About the author: Michael W. Peregrine is a partner in the Chicago office of international law firm McDermott Will & Emery.
Thursday, Dec. 2 marks the 20th anniversary of Enron’s bankruptcy, a date that shall live in American financial infamy.
At the time it was the largest bankruptcy in U.S. history and the first in a series of financial catastrophes that threatened to destabilize the economy. Investments evaporated; jobs were lost; reputations were destroyed; a famous accounting firm collapsed; people went to jail. The perceived failures of Enron’s board and executives served as a primary impetus for the Sarbanes-Oxley Act and the corporate responsibility movement.
As such, Enron remains one of the most consequential corporate governance and finance developments in history. It’s a development with which the new generation of corporate leaders—the ones who have entered the boardroom since then—may not be fully familiar. But to them, their colleagues, their advisors, and their investors, Enron still matters.
The Enron saga began with its creation as an electricity and natural gas pipeline company that, through mergers and diversification, transformed into an energy-based trading and data management enterprise engaged in various forms of highly complex transactions. Among these were a series of unusual and complicated limited-liability, related-party transactions in which some members of Enron’s financial management team held lucrative financial interests, and which allowed the company to transfer certain liabilities off its financial statements.
As the company’s stock price reached its highest levels in August 2000, some Enron executives began to sell their stock, allegedly on the basis of inside information regarding undisclosed losses. At the same time many investment advisors still continued to recommend Enron stock to their clients. By March 2001, a series of media reports began to question the sustainability of Enron’s stock price, including a prominent article in Fortune that identified potential financial reporting problems.
Over the next several months, the company’s stock price collapsed; multiple years of its financial statements were restated; its CEO resigned; a bailout merger failed; its credit was downgraded; and the Securities and Exchange Commission began an investigation of the company’s dealings with related parties. On Dec. 2 it declared bankruptcy. Multiple regulatory investigations followed, several criminal convictions were obtained, and Sarbanes-Oxley was ultimately enacted to curb the perceived abuses arising from Enron and several similar accounting scandals.
The shocking costs of Enron’s collapse were spread broadly among a number of interests: the company’s shareholders, most of whom lost the bulk of their investments; the employees, many based in Houston, who lost their jobs; the investment analysts who were misled by the Enron financials; the executives who received prison sentences; and Enron’s auditor, the venerable Arthur Andersen, which collapsed following an obstruction-of-justice conviction (ultimately reversed by the U.S. Supreme Court).

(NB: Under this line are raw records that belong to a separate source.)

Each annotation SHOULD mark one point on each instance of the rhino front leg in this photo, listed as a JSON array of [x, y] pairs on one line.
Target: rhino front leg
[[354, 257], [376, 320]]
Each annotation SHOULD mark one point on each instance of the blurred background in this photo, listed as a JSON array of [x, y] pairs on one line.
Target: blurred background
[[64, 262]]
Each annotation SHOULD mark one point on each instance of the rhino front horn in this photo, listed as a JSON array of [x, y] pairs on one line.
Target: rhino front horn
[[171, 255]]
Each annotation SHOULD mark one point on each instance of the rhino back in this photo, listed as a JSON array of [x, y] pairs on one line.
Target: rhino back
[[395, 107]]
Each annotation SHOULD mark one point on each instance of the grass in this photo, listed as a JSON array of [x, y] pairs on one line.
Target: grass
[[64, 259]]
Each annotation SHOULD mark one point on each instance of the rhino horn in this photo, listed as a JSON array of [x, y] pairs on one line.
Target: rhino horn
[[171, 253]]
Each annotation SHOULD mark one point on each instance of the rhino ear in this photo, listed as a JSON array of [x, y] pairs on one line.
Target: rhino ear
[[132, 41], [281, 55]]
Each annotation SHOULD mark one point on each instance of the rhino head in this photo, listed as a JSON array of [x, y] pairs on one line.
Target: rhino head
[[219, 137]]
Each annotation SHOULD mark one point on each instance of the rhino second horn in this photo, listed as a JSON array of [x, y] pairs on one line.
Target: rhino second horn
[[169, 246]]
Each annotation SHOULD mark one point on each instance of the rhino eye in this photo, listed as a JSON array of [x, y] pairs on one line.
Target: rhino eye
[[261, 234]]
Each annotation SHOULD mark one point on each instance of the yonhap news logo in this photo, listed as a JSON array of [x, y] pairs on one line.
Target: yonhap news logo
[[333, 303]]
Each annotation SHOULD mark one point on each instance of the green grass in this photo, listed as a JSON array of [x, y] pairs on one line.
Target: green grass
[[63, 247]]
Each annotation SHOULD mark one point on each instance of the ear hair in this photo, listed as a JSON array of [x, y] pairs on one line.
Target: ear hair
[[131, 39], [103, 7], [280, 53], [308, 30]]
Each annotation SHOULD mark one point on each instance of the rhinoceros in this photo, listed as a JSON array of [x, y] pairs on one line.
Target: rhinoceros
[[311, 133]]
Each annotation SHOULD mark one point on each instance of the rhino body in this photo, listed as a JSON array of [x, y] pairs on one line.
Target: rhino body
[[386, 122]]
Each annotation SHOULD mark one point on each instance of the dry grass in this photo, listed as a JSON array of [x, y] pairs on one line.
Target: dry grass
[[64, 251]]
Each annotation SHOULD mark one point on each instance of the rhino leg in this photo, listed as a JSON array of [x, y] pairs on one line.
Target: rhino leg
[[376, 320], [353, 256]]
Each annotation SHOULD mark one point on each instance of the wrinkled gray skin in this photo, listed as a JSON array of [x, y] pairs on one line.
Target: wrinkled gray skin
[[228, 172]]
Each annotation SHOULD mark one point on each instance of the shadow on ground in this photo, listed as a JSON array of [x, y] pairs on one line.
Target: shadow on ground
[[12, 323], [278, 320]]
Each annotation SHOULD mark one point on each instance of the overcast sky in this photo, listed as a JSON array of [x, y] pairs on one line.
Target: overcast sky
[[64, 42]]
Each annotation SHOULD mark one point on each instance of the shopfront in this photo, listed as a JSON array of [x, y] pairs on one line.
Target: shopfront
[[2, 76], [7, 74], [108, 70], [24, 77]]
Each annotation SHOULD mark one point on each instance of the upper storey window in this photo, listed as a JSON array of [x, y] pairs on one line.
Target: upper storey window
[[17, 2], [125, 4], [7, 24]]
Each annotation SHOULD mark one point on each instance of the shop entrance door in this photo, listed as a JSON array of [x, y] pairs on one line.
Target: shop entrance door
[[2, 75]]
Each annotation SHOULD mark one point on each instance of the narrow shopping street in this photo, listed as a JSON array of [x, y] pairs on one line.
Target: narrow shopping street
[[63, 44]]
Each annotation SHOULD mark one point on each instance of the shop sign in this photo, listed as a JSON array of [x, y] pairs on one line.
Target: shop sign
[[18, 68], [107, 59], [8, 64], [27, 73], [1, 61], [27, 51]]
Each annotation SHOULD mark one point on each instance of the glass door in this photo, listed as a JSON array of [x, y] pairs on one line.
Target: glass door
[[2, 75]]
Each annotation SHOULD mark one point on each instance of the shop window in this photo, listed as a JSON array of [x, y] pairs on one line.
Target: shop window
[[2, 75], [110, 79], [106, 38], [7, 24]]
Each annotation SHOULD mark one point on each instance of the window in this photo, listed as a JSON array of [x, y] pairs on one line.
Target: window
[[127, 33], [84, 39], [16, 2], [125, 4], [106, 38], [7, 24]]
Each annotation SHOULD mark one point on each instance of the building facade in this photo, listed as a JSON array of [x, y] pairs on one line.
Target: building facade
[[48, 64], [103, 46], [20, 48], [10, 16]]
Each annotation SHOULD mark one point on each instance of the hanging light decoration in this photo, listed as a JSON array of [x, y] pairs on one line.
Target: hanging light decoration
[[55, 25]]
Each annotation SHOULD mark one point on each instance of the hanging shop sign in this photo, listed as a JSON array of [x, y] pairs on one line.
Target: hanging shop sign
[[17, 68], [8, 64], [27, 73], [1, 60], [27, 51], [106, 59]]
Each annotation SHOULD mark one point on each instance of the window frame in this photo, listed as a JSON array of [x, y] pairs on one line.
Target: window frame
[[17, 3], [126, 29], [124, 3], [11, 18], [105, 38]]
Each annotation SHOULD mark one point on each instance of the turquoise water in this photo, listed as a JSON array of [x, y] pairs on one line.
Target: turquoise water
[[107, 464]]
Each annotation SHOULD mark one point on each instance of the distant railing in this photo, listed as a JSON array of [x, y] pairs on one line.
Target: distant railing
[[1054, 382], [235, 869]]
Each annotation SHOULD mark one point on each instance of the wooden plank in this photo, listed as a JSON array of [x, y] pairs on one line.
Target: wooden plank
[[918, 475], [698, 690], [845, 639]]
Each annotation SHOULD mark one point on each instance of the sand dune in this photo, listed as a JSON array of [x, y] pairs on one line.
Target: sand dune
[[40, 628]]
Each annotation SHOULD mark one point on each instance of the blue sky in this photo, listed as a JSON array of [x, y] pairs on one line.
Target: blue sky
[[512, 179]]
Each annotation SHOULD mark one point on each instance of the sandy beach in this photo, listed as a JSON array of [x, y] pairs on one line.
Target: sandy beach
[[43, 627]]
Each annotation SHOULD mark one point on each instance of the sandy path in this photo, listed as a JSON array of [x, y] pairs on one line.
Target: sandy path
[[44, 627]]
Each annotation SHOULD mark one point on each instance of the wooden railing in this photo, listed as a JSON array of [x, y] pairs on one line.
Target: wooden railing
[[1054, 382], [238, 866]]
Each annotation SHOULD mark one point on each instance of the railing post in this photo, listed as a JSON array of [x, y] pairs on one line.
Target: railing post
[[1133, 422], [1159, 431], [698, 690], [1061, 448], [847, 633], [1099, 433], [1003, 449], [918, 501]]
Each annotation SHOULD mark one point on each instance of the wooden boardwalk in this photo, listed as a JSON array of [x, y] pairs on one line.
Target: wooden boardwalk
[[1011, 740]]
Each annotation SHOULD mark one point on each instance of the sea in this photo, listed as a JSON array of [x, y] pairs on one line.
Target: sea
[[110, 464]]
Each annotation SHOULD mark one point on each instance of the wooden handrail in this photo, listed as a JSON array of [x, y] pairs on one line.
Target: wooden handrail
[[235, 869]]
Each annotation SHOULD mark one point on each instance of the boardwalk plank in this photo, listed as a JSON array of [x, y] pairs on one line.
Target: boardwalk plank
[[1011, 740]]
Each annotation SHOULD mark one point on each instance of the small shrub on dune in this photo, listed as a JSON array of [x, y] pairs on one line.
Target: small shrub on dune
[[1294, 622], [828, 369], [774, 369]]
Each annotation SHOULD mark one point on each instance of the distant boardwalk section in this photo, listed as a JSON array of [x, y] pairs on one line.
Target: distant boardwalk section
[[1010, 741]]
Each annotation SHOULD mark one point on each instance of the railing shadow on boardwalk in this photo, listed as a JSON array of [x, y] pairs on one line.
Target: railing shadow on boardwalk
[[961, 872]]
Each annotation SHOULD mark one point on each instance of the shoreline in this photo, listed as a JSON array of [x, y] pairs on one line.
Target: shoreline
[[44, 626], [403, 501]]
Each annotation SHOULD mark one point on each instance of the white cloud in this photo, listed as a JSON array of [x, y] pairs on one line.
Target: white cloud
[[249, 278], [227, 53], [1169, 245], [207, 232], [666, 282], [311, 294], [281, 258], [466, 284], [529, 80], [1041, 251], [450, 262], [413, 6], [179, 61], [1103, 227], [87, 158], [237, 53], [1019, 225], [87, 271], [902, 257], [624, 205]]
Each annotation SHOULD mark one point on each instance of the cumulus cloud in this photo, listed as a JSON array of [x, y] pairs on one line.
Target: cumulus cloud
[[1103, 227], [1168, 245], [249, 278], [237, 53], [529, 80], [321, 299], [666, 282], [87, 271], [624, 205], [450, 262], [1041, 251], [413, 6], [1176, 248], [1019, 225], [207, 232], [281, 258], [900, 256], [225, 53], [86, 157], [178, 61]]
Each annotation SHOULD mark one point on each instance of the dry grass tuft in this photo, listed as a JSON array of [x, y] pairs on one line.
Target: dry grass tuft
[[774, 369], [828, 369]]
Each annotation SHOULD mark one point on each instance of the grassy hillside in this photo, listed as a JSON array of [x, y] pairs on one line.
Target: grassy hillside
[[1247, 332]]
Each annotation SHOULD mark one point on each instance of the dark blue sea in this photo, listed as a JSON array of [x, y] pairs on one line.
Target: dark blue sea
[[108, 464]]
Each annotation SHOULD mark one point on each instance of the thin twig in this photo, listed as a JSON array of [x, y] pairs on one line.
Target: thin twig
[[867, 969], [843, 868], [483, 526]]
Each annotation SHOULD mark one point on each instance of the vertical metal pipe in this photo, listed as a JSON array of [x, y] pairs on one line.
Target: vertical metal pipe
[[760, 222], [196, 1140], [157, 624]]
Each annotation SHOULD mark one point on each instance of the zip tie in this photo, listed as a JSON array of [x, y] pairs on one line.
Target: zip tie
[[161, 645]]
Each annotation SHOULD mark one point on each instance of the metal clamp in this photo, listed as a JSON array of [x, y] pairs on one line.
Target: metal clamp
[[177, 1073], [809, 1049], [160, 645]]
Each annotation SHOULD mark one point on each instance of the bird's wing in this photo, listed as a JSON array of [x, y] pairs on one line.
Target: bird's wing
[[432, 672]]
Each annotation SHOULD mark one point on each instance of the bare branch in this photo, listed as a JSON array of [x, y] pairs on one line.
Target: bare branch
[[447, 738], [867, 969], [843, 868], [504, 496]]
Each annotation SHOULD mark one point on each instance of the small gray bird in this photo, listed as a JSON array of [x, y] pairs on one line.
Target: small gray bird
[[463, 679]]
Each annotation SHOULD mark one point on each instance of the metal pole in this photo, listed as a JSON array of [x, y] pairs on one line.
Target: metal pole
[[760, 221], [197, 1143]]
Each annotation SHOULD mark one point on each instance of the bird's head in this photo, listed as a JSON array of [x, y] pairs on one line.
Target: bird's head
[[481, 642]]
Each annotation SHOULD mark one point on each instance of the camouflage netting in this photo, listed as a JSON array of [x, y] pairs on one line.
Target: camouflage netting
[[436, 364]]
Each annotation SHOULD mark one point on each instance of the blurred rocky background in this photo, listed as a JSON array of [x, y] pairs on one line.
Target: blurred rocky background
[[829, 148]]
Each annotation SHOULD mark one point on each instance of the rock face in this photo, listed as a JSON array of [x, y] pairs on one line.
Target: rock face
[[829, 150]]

The abuses that prompted the catastrophe were multifold. They included an intricate business model that made external monitoring difficult. Complex financial statements confused stockholders and analysts alike. There were also highly aggressive revenue recognition and “mark-to-market accounting” practices, speculative special-purpose entities and the management conflicts they presented, a governance structure that lacked the expertise necessary to properly monitor the business and its financial practices, and an overly aggressive corporate culture that placed little value on ethics and compliance.
These abuses were “front and center” to the drafters of the subsequently enacted Sarbanes-Oxley Act. Legislative responses to the various transgressions can be found throughout the act, including its treatment of oversight of the accounting profession, auditor independence, the credibility of the board’s audit committee, the integrity of financial statements, the ethics of financial officers, whistleblower protections, and preservation of documents. The Enron abuses also prompted substantial enhancements to governance principles and to the professional ethics of attorneys.
But their impact and influence notwithstanding, no combination of legislation, law enforcement, professional regulation, and best practices can provide assurances to any company or board of directors that the “smartest people in the room” won’t resurface in any business, at any time. It’s human nature. Some people will be “pushing the edge of the (business) envelope” all the time; most in the best interests of the company but some, not so much.
These past abuses are worthwhile lessons for today’s corporate leaders, many of whom weren’t serving in similar positions 20 years ago. These current leaders likely lack the near-visceral reaction to the word “Enron” that more senior, and perhaps now retired, leaders retain. There’s a reason why “Enron” is a metaphor for mega-scandal.
The more familiar that corporate leaders are with the Enron saga, the more likely they are to support the integrity of financial statements and effective corporate governance. Leaders who understand how financials can and have been manipulated are more likely to insist on their accuracy. Leaders who understand the rationale for a company’s governance policies are more likely to follow than dismiss them. Leaders who are familiar with the failures of the Enron board are more likely to recognize indicators of similar conduct on their own board.
For them, their companies, and their stakeholders, Enron still matters.